BEAVERTON, Ore. - Ronnie Duke found out about his "doppelganger" by chance.

He's a web developer in Beaverton. A friend sent him an e-mail with a link, asking if he'd gotten a side job.

The link lead to the website of another web developer in India, who was using Duke's picture and claiming to be him, though under another name, "Gelasio Freeman."

"Somebody is wearing a suit of me and prancing around pretending to be me," said Duke.

Duke said he speaks at national web developer conferences. He said the impostor's web development portfolio shows low quality work.

"That could damage my reputation that I've worked so hard for," said Duke.

Duke said he sent the impostor an e-mail asking him to take down his picture.

"No response," said Duke. "I feel like this thing is happening, but my hands are tied and I can't do anything about it."

The Problem Solvers contacted the impostor as a customer, asking for a quote on a website. The impostor agreed to talk on Skype, but claimed his web camera was broken, so he could not show his face.

The impostor told the Problem Solvers that "Gelasio Freeman" is a fake name. But he insisted that the picture of Duke is one of his former co-workers living in India.

"That is one of our designers' pictures," said the impostor. "Working one year back."

The Problem Solvers asked Duke to join them in front of the web cam so the impostor could see Duke's face.

"It's my picture on your web site and I have never worked for you," said Duke.

After a long pause, the impostor finally answered. "I don't have words to say," he said.

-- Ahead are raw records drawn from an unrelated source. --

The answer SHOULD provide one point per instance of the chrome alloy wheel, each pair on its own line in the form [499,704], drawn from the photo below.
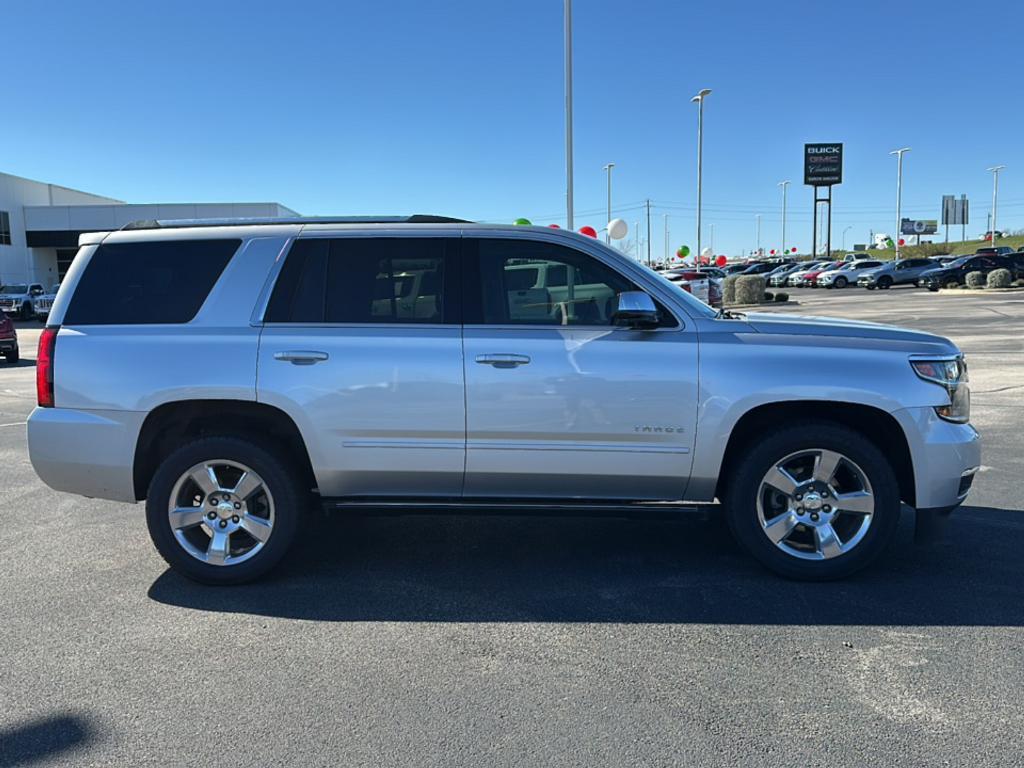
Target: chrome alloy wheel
[221,512]
[815,504]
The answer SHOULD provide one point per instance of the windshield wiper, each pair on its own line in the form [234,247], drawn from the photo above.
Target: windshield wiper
[724,313]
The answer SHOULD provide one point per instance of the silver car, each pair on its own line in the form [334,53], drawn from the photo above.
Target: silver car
[232,375]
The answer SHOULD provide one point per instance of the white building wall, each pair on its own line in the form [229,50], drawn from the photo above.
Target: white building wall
[18,263]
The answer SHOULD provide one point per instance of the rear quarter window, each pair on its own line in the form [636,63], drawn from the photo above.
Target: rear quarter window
[164,282]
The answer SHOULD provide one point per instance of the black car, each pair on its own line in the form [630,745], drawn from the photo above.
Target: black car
[956,271]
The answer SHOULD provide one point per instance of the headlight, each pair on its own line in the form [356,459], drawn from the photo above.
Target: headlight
[950,374]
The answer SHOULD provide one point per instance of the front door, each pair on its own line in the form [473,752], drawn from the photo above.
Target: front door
[361,346]
[559,401]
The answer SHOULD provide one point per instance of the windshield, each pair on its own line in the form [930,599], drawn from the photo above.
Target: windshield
[685,296]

He said he used Duke's picture as a marketing strategy to dig up American clients.

"I was trying to get business from there," said the impostor.

He said he got the idea from call center workers in India who use American-sounding names when dealing with American customers. He said never thought he would have to talk to his customers face to face.

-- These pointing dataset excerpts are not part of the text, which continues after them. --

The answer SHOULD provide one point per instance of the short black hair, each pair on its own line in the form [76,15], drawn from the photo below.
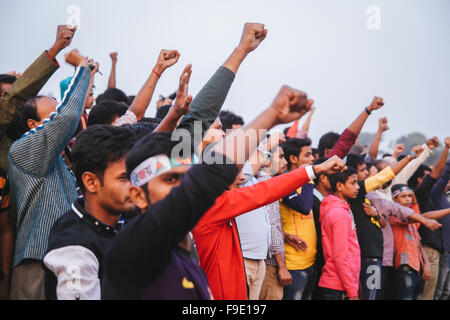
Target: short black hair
[163,111]
[229,118]
[97,147]
[354,160]
[340,177]
[327,141]
[148,146]
[419,173]
[105,112]
[319,161]
[113,94]
[19,125]
[294,147]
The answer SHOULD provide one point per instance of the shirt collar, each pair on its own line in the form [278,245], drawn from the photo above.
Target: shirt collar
[81,212]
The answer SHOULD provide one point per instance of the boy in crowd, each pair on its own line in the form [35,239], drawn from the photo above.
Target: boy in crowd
[340,275]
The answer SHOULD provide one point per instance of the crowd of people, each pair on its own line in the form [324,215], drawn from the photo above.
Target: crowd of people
[99,201]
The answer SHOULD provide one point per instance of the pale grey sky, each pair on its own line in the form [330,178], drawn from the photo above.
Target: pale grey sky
[323,47]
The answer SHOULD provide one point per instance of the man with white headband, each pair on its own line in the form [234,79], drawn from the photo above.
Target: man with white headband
[149,259]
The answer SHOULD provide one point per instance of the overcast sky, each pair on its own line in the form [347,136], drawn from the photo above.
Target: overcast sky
[338,51]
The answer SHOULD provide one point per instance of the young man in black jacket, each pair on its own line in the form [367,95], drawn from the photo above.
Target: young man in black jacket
[149,257]
[78,240]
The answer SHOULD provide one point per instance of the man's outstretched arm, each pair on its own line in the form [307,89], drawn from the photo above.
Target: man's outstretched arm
[34,78]
[207,103]
[348,137]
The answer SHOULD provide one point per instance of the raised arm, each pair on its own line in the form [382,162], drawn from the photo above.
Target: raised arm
[294,131]
[382,127]
[207,103]
[112,75]
[348,137]
[437,194]
[439,167]
[406,173]
[34,78]
[181,105]
[140,103]
[39,148]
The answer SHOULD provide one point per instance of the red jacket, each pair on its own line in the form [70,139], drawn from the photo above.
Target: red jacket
[340,247]
[216,236]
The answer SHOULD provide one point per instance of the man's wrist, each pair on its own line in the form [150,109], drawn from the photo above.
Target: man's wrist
[159,69]
[311,171]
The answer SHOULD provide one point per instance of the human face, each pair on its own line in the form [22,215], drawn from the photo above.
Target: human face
[278,163]
[373,171]
[349,189]
[158,187]
[363,173]
[404,198]
[305,156]
[113,192]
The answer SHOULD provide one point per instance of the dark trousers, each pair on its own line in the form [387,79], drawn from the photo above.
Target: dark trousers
[387,284]
[331,294]
[409,284]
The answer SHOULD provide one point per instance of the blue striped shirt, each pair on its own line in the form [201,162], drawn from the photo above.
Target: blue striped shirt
[41,181]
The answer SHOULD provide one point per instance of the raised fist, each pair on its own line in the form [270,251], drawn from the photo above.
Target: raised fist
[183,101]
[376,104]
[64,35]
[433,143]
[382,124]
[113,56]
[399,148]
[275,139]
[252,36]
[290,105]
[166,59]
[447,142]
[332,165]
[417,150]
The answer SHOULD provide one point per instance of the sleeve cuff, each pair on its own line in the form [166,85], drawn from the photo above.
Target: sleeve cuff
[310,172]
[54,61]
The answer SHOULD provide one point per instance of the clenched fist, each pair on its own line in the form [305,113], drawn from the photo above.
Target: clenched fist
[64,36]
[447,142]
[113,56]
[433,143]
[166,59]
[290,105]
[382,124]
[252,36]
[75,58]
[183,100]
[376,104]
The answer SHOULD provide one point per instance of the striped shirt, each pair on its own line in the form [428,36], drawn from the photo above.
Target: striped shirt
[41,181]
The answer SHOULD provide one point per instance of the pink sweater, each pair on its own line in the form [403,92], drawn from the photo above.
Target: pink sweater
[340,247]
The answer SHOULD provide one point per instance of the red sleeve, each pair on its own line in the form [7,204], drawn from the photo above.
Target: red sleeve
[238,201]
[340,226]
[292,132]
[343,145]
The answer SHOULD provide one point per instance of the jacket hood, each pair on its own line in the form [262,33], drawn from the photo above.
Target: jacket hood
[332,202]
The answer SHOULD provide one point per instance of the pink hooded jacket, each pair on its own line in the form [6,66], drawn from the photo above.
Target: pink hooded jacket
[340,247]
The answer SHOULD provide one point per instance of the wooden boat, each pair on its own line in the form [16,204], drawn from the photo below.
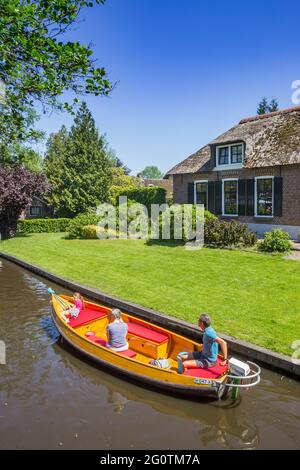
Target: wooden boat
[87,334]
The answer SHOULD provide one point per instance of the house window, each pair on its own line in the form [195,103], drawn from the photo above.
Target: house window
[223,156]
[236,154]
[230,197]
[230,155]
[201,193]
[35,211]
[264,197]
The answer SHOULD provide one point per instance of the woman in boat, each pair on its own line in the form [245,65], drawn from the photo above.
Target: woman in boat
[74,311]
[116,332]
[208,356]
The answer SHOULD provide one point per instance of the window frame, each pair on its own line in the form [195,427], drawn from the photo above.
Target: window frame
[195,191]
[230,164]
[223,197]
[35,207]
[256,199]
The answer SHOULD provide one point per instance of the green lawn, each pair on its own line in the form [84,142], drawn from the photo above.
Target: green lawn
[251,296]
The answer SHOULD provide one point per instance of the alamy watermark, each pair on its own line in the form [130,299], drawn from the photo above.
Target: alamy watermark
[133,220]
[296,93]
[296,354]
[2,353]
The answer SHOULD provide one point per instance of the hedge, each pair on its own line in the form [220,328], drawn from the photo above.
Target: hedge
[43,225]
[276,241]
[226,234]
[144,195]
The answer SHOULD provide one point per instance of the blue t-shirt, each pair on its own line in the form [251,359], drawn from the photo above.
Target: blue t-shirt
[117,334]
[210,347]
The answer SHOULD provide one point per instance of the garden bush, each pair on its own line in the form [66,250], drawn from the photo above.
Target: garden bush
[143,195]
[224,234]
[92,232]
[180,211]
[76,226]
[43,225]
[276,241]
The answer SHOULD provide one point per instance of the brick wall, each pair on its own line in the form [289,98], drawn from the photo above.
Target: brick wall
[291,190]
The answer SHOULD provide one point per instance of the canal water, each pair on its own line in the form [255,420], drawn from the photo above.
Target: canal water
[51,398]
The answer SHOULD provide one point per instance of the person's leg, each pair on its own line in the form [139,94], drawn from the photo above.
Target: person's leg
[182,358]
[63,314]
[195,362]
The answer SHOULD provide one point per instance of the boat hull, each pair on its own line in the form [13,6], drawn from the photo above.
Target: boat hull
[149,377]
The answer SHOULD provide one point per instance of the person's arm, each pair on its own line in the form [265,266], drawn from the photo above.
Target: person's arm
[107,334]
[223,346]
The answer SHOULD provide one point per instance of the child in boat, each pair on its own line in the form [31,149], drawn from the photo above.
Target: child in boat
[208,356]
[74,311]
[116,332]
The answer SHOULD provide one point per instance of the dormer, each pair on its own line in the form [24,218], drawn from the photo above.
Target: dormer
[229,156]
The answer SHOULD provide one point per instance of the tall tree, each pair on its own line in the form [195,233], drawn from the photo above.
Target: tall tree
[18,185]
[265,107]
[54,166]
[37,66]
[151,172]
[273,106]
[85,171]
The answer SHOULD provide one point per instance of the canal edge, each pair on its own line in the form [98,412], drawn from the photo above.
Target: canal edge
[270,359]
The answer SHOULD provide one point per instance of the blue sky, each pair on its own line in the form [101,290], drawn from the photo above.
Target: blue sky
[185,71]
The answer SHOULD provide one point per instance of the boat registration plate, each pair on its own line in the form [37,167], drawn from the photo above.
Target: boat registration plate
[199,381]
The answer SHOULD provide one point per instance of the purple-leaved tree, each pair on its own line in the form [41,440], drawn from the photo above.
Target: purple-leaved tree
[17,187]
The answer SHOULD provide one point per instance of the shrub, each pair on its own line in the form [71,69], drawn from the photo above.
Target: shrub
[76,226]
[93,231]
[143,195]
[223,234]
[276,241]
[43,225]
[179,210]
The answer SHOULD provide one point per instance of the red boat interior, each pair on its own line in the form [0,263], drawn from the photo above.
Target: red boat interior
[140,337]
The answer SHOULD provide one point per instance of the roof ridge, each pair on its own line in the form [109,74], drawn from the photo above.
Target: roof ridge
[267,115]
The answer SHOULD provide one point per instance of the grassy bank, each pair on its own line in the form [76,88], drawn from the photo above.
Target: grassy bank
[250,296]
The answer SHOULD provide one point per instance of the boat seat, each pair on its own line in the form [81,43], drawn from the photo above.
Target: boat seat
[86,315]
[146,333]
[91,336]
[211,373]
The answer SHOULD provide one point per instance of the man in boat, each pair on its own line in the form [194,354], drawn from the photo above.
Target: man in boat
[117,332]
[208,356]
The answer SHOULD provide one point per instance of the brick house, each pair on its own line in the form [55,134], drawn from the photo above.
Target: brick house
[161,183]
[251,173]
[37,209]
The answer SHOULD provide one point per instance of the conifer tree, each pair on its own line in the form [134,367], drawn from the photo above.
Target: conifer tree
[83,175]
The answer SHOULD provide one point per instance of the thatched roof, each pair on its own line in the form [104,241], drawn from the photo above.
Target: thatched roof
[271,139]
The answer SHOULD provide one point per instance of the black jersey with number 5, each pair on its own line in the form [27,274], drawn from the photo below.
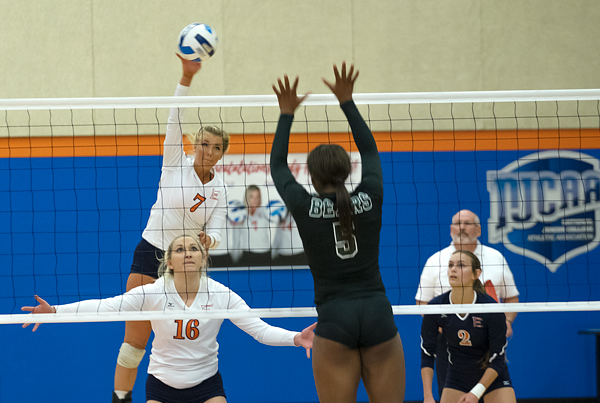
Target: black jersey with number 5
[340,265]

Attorney Mike Cohen in Portland says there are laws to help protect people in Oregon, allowing them, in some situations, to defend their "right of publicity."

"Right of publicity laws are the kind of laws that prevent somebody from slapping Taylor Swift on the side of a cereal box without her consent," said Cohen.

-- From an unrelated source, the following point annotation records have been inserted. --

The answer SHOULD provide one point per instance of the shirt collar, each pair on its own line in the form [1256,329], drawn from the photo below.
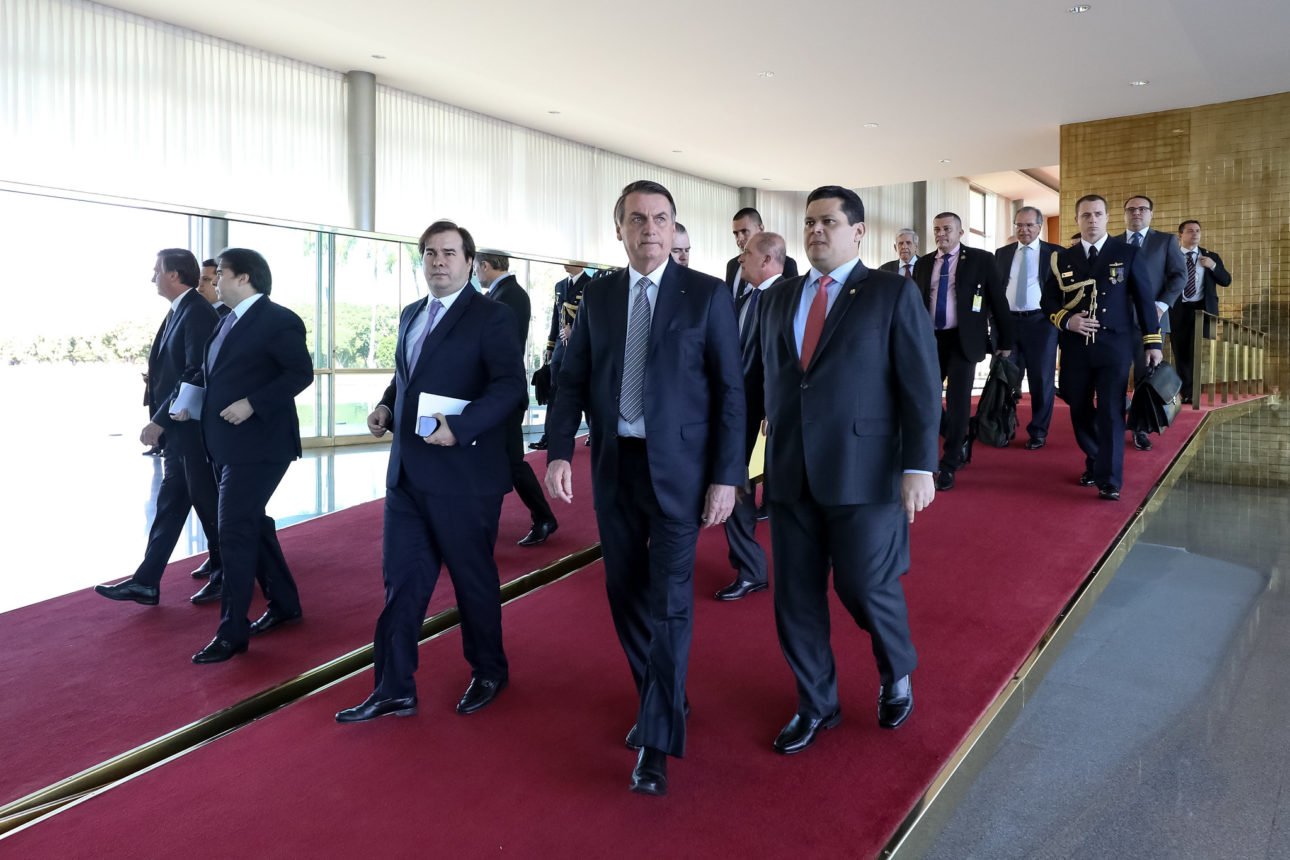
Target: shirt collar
[655,277]
[839,273]
[245,304]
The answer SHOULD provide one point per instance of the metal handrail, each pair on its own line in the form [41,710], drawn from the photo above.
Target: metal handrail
[1232,364]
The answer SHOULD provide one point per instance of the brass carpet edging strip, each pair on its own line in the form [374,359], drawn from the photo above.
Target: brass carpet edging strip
[54,797]
[950,787]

Cohen said you do not have to be a celebrity to utilize the right of publicity protections.

For example, Duke could send a letter to the web site that stole his picture and to the site's internet service provider telling them that they can't use Duke's face for commercial purposes without his consent.

At the end of the Skype conversation with the Problem Solvers and Duke, the impostor agreed to take down Duke's picture and to not to pose as other people on line.

"I am sorry," said the impostor. "It is my mistake."

"I will not do in the future this kind of a thinking," he added.

Cohen recommended that you take steps to protect your pictures on line, like using a service that makes it harder for people to copy your images.

A hard-working thief could get around the image protections, but they might serve to discourage thieves, not unlike putting a locking bar on your steering wheel.